PADI 5 Star Dive Center, The Cortez Club, makes it easy with regular whale shark snorkeling tours that leave from the shop’s private dock daily during the season, right near the Malecon.
I remember the first time I went out on the whale shark tour, zipped into my wetsuit on the boat, ready for action, wondering if it could really be this easy to get in the water with such elusive animals so close to shore and a sizable town like La Paz.
I decided not to get my hopes up. But within minutes, the captain spotted the telltale shadow and constellation of white spots just under the water’s surface. There was no time to hesitate at that point, and the moment to swap my face mask for my diving mask couldn’t come soon enough as I slid into the water.
What a marvel to see an animal so massive—at least 14 feet/4 metres long—cruise within a few feet of me, and what a thrill to be able to fin alongside it for as long as I could keep up!
When the whale shark eventually outpaced the dive guide and I (only one boat is allowed to interact with the whale sharks at a time), we’d climb back aboard and let the captain put us in the perfect position along the whale shark’s filter-feeding trajectory to do it all over again.
As if swimming with whale sharks isn’t enough of a thrill to bring you to La Paz, the surrounding waters offer pretty much guaranteed sea lion encounters along with extremely fishy dives year-round.
My favorite two-tank day with The Cortez Club (which you could easily tack on after snorkeling with the whale sharks in the morning) was to the pristine reefs waving with gorgonians and carpeted with colorful hard corals around San Rafaelito and Los Islotes.

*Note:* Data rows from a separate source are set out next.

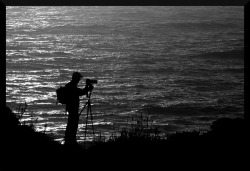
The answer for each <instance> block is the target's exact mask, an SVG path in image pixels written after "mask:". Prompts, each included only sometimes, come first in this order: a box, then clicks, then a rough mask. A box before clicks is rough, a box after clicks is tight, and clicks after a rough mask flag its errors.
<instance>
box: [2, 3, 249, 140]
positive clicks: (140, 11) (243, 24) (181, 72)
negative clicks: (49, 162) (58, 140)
mask: <svg viewBox="0 0 250 171" xmlns="http://www.w3.org/2000/svg"><path fill="white" fill-rule="evenodd" d="M74 71H78V72H81V73H82V74H83V75H84V79H83V80H82V81H81V82H80V83H79V87H83V86H84V85H85V79H86V78H91V79H96V80H98V83H97V84H95V85H94V86H95V88H94V90H93V92H92V96H91V104H92V105H91V108H92V115H93V125H94V129H95V133H96V135H99V134H102V135H104V136H106V137H108V136H110V135H111V134H112V133H114V132H115V131H117V130H119V129H121V128H122V127H123V126H127V125H131V124H133V122H134V120H132V118H134V117H135V116H137V115H140V114H143V115H144V116H147V117H148V118H149V121H150V124H151V125H153V126H157V127H158V128H160V130H161V131H163V132H165V133H172V132H175V131H190V130H200V131H207V130H209V126H210V124H211V123H212V122H213V121H214V120H216V119H218V118H221V117H231V118H234V117H241V118H243V117H244V9H243V7H174V6H171V7H164V6H159V7H150V6H147V7H125V6H124V7H113V6H112V7H108V6H105V7H92V6H88V7H80V6H79V7H69V6H65V7H32V6H29V7H25V6H23V7H10V6H9V7H6V105H7V106H9V107H10V108H11V109H13V110H14V111H17V108H18V105H19V104H24V103H25V102H26V103H27V105H28V107H27V110H26V111H25V113H24V116H23V118H22V120H23V121H26V122H29V121H33V122H34V120H36V129H37V130H38V131H45V132H46V133H53V134H55V136H56V137H57V140H62V139H63V137H64V131H65V127H66V124H67V115H65V107H64V106H63V105H56V93H55V90H56V88H58V87H59V86H62V85H64V84H66V83H67V82H69V81H70V79H71V75H72V73H73V72H74ZM86 100H87V99H86V97H82V98H81V107H80V109H82V107H83V105H84V104H85V102H86ZM85 116H86V109H85V110H83V112H82V115H81V117H80V122H79V131H78V134H77V139H78V140H79V141H82V140H83V137H84V130H85V121H86V119H85ZM45 128H46V129H45ZM92 138H93V135H91V133H90V132H89V133H88V140H92Z"/></svg>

Offshore islets, they’re both good dives for seeing sea lions, with Los Islotes home to a permanent colony of 700 California sea lions prone to swim loop-de-loops around you or playfully nibble on your fins.
On one dive at Los Islotes, we swam into a sea cave and briefly surfaced in the twilight of a crevice lapped with gentle waves to see a young sea lion looking down at us from high in the rocks.
During my Baja California Sur spring, I often heard from local divers that I was visiting at the right time of year for the whale sharks but the wrong time of year for the best visibility in the Sea of Cortez—after all, the plankton soup that lures in the whale sharks doesn’t make for the clearest seas.
But I was floored by the sheer fish life on dives like the Fang Ming wreck off Espiritu Santo Island, where green turtles peek from every other nook and lemon-yellow clouds of Mexican goatfish cascade over the rusty hull like waterfalls.
From La Paz, it’s a two-hour drive south to the busy resort area of Cabo San Lucas, where you might be surprised by just how epic the diving is just 10 minutes from the city marina at the popular dive sites called Pelican Rock and Land’s End. My eyes were bulging behind my mask on my Cabo dives with PADI 5 Star Instructor Development Center, Dive Ninja Expeditions, when it was par for the course to see schools of cow nose rays, moorish idols, sea lions and seahorses on a single tank. We even spotted a banded guitarfish lurking under a ledge on one dive.
Often on dives around Cabo, we’d hear whale song underwater and spend our surface interval watching the humpbacks that migrate along the coastline during the winter months breaching and blowing.
When I’d ask new diving friends when it was best to come back, they’d always tell me that there’s a season for everything in Baja California Sur.
In April and May, the giant schools of mobulas would arrive off the coast south of La Paz to stay into summer. The fall months bring the clearest water conditions to Cabo Pulmo, a famed destination north of Los Cabos on the Sea of Cortez famous for diving with bull sharks and enormous schools of jacks.
I might not have timed my springtime hiatus for the best viz, but there had been so much to see. And being back underwater made me feel like myself again.
If there’s a sea with more going on both below the water’s surface and breaching or frolicking above it than the Sea of Cortez, then I haven’t dived it yet.